Burasek nadal na antybiotyku nie jest gorzej -to chyba dobrze jego stan jest dośc dobry
chyba ma nawet ochote na charce z koteczkami bo mi koncerty urządza wieczorami -niemoge sie doczekac kiedy będzie zdrowy aby go wykastrować ,pozatym uwielbia ludzi ciągle chce aby go glaskać i domaga sie tego głośno
kotka po zabiegu sterylizacji -zabrana z brzeskich działek dochodzi do siebie
czarny kocurek z brzeskich działek też już troche lepiej
a koucrek który wczoraj domnie trafil tez średnio
ale to chyba moja ostatnia pomoc dla tej karmicielki wczoraj poprostu mnie zadziwila.

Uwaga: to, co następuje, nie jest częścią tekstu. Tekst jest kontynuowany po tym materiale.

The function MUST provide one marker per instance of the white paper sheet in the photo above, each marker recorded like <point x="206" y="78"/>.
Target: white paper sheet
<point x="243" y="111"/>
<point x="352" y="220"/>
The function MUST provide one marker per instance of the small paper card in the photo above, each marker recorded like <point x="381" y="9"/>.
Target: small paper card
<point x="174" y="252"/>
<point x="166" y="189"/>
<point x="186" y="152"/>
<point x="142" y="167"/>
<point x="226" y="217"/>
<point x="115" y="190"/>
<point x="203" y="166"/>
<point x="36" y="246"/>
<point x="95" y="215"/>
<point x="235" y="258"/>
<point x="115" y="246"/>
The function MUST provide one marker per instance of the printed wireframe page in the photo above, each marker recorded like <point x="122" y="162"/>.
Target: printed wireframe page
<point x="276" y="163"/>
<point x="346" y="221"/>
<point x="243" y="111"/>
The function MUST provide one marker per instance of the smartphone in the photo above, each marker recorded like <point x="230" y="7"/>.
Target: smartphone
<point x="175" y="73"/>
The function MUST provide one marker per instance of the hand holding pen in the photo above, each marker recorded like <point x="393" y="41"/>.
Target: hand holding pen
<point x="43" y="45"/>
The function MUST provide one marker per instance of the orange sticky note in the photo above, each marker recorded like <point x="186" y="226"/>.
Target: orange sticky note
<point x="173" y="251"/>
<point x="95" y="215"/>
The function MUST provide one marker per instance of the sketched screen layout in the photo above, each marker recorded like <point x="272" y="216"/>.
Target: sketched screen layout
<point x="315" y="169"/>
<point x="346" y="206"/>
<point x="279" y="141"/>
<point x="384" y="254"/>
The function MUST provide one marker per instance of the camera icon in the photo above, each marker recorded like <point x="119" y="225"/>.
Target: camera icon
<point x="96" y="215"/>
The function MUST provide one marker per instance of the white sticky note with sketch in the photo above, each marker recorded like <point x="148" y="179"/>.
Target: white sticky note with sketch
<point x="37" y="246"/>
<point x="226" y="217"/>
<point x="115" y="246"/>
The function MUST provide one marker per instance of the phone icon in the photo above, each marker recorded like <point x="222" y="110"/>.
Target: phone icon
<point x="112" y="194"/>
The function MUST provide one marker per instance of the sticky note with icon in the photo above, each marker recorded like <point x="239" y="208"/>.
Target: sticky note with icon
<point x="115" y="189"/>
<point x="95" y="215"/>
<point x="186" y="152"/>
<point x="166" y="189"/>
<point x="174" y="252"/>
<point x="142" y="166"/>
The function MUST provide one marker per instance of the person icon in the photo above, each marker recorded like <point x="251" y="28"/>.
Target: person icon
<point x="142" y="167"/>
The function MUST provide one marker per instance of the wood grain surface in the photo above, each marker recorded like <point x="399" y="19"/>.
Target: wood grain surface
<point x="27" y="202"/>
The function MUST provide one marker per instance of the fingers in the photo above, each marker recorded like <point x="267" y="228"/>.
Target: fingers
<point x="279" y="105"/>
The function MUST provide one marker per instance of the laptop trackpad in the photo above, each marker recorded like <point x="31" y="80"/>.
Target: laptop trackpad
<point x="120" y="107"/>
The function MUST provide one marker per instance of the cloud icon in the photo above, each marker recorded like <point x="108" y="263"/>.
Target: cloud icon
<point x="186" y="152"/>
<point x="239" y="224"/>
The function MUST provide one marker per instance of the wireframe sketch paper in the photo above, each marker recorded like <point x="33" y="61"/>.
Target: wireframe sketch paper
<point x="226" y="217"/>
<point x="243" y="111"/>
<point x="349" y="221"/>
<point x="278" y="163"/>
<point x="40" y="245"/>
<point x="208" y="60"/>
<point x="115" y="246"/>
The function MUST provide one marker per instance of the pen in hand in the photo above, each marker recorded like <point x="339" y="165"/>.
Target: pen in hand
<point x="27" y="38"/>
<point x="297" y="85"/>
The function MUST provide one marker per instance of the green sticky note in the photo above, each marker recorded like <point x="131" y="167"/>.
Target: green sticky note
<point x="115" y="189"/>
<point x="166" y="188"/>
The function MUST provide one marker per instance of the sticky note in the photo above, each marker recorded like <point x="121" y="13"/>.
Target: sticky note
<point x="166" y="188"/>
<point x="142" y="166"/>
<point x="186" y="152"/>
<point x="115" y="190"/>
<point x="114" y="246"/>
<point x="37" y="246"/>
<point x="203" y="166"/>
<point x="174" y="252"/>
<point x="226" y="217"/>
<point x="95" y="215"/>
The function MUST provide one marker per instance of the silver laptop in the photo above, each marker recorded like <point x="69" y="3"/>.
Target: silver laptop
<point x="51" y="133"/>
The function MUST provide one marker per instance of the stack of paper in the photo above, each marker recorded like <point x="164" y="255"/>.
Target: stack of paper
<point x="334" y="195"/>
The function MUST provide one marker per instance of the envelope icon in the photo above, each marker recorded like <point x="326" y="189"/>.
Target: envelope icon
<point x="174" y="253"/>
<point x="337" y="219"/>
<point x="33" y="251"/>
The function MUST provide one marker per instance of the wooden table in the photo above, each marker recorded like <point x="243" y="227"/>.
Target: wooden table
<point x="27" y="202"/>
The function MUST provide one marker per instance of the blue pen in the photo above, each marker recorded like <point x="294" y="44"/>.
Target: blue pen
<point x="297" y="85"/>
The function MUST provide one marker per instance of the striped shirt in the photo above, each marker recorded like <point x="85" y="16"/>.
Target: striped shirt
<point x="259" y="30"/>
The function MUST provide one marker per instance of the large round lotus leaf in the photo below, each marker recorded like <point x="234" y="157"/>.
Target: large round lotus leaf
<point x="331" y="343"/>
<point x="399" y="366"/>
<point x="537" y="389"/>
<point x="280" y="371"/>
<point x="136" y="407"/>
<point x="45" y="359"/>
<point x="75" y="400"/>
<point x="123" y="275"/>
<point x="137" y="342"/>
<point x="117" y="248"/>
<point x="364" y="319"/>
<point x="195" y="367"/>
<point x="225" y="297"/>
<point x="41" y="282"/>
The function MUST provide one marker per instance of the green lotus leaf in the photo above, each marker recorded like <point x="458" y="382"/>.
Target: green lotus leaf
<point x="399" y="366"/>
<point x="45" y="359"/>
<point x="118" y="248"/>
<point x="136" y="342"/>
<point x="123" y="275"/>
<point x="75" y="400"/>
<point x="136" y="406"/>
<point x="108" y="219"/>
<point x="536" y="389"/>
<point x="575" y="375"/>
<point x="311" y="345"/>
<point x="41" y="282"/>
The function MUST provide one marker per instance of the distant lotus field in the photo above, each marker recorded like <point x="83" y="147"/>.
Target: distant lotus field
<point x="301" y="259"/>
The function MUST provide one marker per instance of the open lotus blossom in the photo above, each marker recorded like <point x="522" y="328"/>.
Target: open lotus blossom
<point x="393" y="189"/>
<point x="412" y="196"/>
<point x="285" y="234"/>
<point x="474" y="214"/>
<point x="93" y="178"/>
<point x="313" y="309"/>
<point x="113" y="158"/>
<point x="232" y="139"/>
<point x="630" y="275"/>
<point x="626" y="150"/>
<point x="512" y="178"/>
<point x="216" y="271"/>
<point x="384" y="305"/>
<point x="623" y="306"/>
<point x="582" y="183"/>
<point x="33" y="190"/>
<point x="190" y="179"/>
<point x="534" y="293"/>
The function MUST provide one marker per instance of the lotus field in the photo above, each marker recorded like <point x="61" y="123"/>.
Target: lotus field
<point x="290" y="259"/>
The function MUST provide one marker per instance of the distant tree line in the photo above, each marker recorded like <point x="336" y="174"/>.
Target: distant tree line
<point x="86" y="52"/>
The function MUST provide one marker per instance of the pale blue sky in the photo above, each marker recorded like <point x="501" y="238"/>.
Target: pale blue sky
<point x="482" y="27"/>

Przedwczoraj dzwoniła wieczorem że ''jej'' ulubiony kot z dzialek też zachorował i że nie wie co robić -zaproponowałam aby zabrała go do brzeskiego weta który leczy na koszt miasta -stwierdziła że nie da rady bo praca po za tym ona ma tylko rower itp ,poprosilam koleżanke aby jej pomogła i przewiozła mi tego kota -spoko udało sie przy okazji kolezanka zaczeła znią rozmawiac ze nie moze nadwyrężać mojej pomocy skoro może leczyć koty za darmo na koszt miasta tam w brzegu i tak samo sterylizować ,tymbardziej ze to był ''jej'' ulubiony kotek to powinno jej zależeć -powinna zanieśc kota do weta nawet na poiechote itp
Wyobrazcie sobie że owa pani dzwoni do mnie wieczorem i mówi -żeby nie czasem tego '' jej '' kota nie kastrowac ,no i zeby wyleczyć i odwieśc

byłam w szkoku że wogule mni o tym mówi zna moje zdanie na temat kastracji i sterylek błaga mnie o ratunek dla kotów a tu jakiś ''koncert życzen -tego mozna kastrowac a tego nie normalnie szok -nie wdawałam sie z nia w dyskusjie ponieważ była 19 a ja dopiero jadłam obiadnie chciałam sie denerwować.Pozatym kotek jest miły ma 8 miesięcy i duze szanse na znalezienie domu -więc uwazam że nie powinnien wracać na działki .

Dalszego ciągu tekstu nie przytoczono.